High-frequency test center of college entrance examination mathematics: standard equation of ellipse

The standard equation of 1. ellipse * * * is divided into two cases:

When the focus is on the X axis, the standard equation of ellipse is: x2/a2+y2/b2= 1, (a >；; b & gt0);

When the focus is on the Y axis, the standard equation of ellipse is: y2/a2+x2/b2= 1, (a >；; b & gt0);

2. Let the two foci of the ellipse be F 1 and F2 respectively, and the distance between them is 2c. The sum of the distances from any point on the ellipse to F 1 and F2 is 2a (2a >: 2c).

3. Equation geometric properties of elliptic circle

The range of x and y

When the focus is on the X axis, -A ≤ X ≤ A,-B ≤ Y ≤ B.
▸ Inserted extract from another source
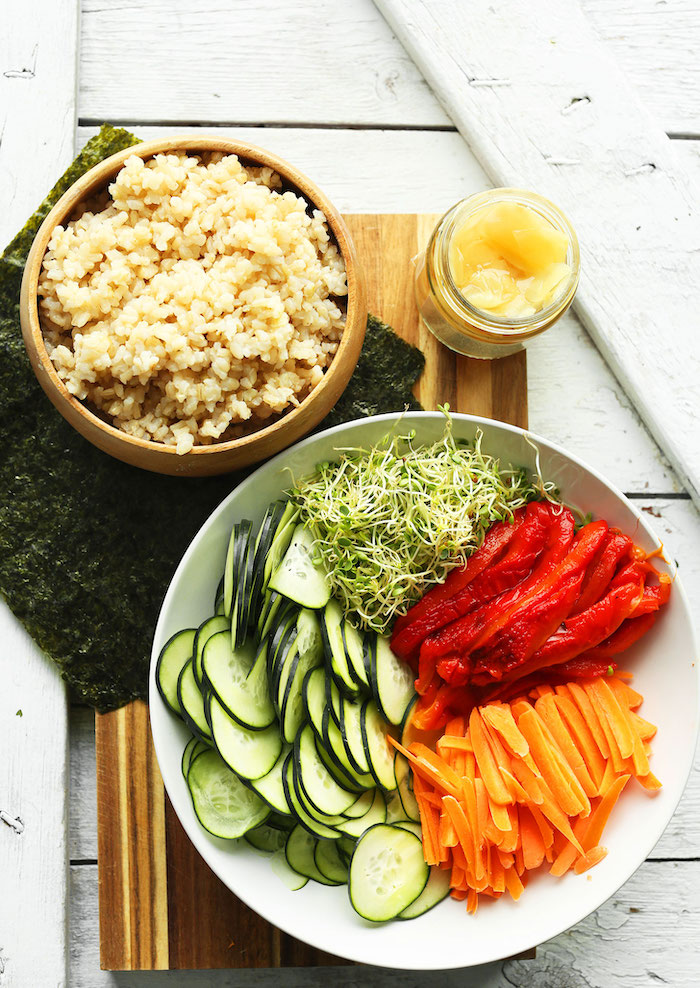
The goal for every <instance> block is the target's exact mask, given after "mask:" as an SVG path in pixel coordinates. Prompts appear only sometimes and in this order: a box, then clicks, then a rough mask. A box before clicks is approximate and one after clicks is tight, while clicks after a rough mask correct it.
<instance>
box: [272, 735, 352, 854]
mask: <svg viewBox="0 0 700 988" xmlns="http://www.w3.org/2000/svg"><path fill="white" fill-rule="evenodd" d="M282 782H283V784H284V794H285V796H286V798H287V802H288V803H289V805H290V806H291V807H292V810H293V812H294V816H296V818H297V819H298V820H299V823H300V825H301V826H302V827H303V828H304V830H306V831H307V833H310V834H312V835H313V836H314V837H326V838H328V839H329V840H337V839H338V837H339V836H340V834H339V832H338V831H337V830H334V829H331V827H330V826H328V825H327V824H325V823H322V822H321V821H320V820H317V819H315V817H313V816H312V815H311V814H310V813H308V812H307V810H306V809H305V807H304V806H303V804H302V803H301V801H300V799H299V796H298V794H297V790H296V788H295V785H294V761H293V758H292V756H291V754H290V755H289V756H288V757H287V761H286V762H285V766H284V768H283V769H282Z"/></svg>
When the focus is on the y axis, -B ≤ X ≤ B,-a ≤ y ≤ a.

symmetrical

No matter whether the focus is on the X axis or the Y axis, the ellipse is always symmetrical about the X/Y/ origin.

Vertex:

When the focus is on the X axis: the vertex of the long axis: (-a, 0), (a, 0)

Vertex of minor axis: (0, b), (0, -b)

When the focus is on the Y axis, the vertices of the long axis are (0, -a), (0, a).

Vertex of minor axis: (b, 0), (-b, 0)

Pay attention to which axis the long and short axes represent respectively, which is easy to cause confusion here and needs to be understood step by step in combination with numbers and shapes.

Key points:

When the focus is on the X axis, the focus coordinate F 1(-c, 0)F2(c, 0).

When the focus is on the Y axis, the focus coordinate F 1(0, -c)F2(0, c).

4.S=πab (where A and B are the lengths of the major axis and minor axis of the ellipse respectively, which can be deduced from the area of the circle) or S=πAB/4 (where A and B are the lengths of the major axis and minor axis of the ellipse respectively).

5. Relationship between circle and ellipse: ellipse includes circle, and circle is a special ellipse.